Currently there is no specific treatment for EVD. Preventive vaccines and drugs are being developed, but have not been fully tested for effectiveness or safety. Severely ill patients need intensive care. Early basic interventions, such as rehydration with intravenous fluids, electrolyte balance, maintenance of oxygen levels and blood pressure, and treatment of co-infection, can significantly improve the chance of survival. Some patients will recover, but may be left with long-term complications.
Advice for UK travellers
The WHO does not recommend general bans on travel or trade, or general quarantine of travellers arriving from Ebola-affected countries, as measures to contain the outbreak. The WHO does recommend exit screening of everyone departing affected countries through international airports, seaports and major land crossings. This is to reduce the number of people with symptoms travelling from countries with high levels of EVD.
The Foreign and Commonwealth Office (FCO) currently advise against all but essential travel to Guinea, Liberia and Sierra Leone, except for individuals involved directly in the emergency response, such as humanitarian aid workers. FCO will update their advice, as appropriate, and their website can be found in the Resources section for up-to-date information.
For travellers who travel to affected areas:
Avoid all contact with anyone with symptoms and their body fluids, with deceased persons and their body fluids and with any live or dead wild animals.
Follow strict hygiene and hand washing routines.
Wash and peel fruit and vegetables before eating.
Do not eat or prepare bushmeat.
Ebola virus has been found in semen for up to three months post infection. Avoiding sex (including oral sex) is recommended for at least three months. Those continuing to have sex should follow safe sexual practices, including the use of condoms.
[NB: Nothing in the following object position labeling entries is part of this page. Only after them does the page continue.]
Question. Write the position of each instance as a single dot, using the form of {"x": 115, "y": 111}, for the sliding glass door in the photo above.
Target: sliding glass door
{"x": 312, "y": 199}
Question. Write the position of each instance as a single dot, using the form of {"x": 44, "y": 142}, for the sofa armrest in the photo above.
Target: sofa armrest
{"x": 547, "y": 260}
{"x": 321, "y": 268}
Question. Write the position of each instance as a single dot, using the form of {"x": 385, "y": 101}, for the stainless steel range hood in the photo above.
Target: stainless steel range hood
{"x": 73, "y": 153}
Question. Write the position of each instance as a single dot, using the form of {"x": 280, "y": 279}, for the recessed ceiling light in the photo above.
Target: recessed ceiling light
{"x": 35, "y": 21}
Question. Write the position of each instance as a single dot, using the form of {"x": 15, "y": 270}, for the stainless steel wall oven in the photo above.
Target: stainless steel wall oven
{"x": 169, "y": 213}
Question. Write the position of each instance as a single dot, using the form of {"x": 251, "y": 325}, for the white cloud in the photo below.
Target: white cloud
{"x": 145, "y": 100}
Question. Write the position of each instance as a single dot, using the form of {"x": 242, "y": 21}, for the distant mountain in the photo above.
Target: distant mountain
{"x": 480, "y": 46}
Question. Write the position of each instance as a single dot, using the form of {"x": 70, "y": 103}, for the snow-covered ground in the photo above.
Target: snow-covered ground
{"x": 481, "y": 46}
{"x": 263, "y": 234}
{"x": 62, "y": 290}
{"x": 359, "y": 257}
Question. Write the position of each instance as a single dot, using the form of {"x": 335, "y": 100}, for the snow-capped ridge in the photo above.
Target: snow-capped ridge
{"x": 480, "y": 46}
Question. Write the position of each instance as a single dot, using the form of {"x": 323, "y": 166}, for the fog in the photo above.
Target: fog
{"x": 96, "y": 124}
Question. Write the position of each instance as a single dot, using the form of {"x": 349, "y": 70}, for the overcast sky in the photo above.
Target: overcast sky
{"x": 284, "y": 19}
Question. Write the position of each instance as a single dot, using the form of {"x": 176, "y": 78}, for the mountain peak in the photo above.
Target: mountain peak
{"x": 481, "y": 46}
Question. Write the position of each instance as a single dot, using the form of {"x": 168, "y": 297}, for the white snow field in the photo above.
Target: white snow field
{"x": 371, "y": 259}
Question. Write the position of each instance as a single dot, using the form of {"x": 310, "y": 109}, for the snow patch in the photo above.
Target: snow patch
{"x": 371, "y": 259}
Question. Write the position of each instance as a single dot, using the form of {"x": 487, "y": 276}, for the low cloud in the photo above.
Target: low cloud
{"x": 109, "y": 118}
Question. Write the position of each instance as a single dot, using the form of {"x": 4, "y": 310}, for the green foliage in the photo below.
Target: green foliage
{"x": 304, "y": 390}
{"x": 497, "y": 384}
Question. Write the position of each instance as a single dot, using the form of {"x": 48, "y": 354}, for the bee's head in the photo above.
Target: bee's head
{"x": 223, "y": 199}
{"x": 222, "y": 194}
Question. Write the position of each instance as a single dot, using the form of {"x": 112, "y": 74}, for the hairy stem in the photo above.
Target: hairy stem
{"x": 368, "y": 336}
Health workers travelling to affected areas should strictly follow WHO recommended infection control guidance.
Public Health England (PHE) has specific advice for humanitarian health workers travelling to affected areas, available in the Resources section.
PHE advice for anyone is worried about symptoms within 21 days of coming back from EVD risk areas is to stay at home and immediately telephone 111 or 999 - explaining they have recently visited West Africa.
There are other travel-related illnesses, such as typhoid and malaria, which have similar symptoms to EVD, so proper medical assessment is crucial to ensure correct diagnosis and treatment. It is also essential that medical services are expecting the patient’s arrival - calling 111 or 999 ensures this will happen. If necessary, the patient will be taken by ambulance to hospital, isolated and seen by healthcare staff wearing personal protective equipment. If required, blood samples will be taken for testing. If EVD is confirmed, the patient will be safely transferred to a specialist infectious disease centre.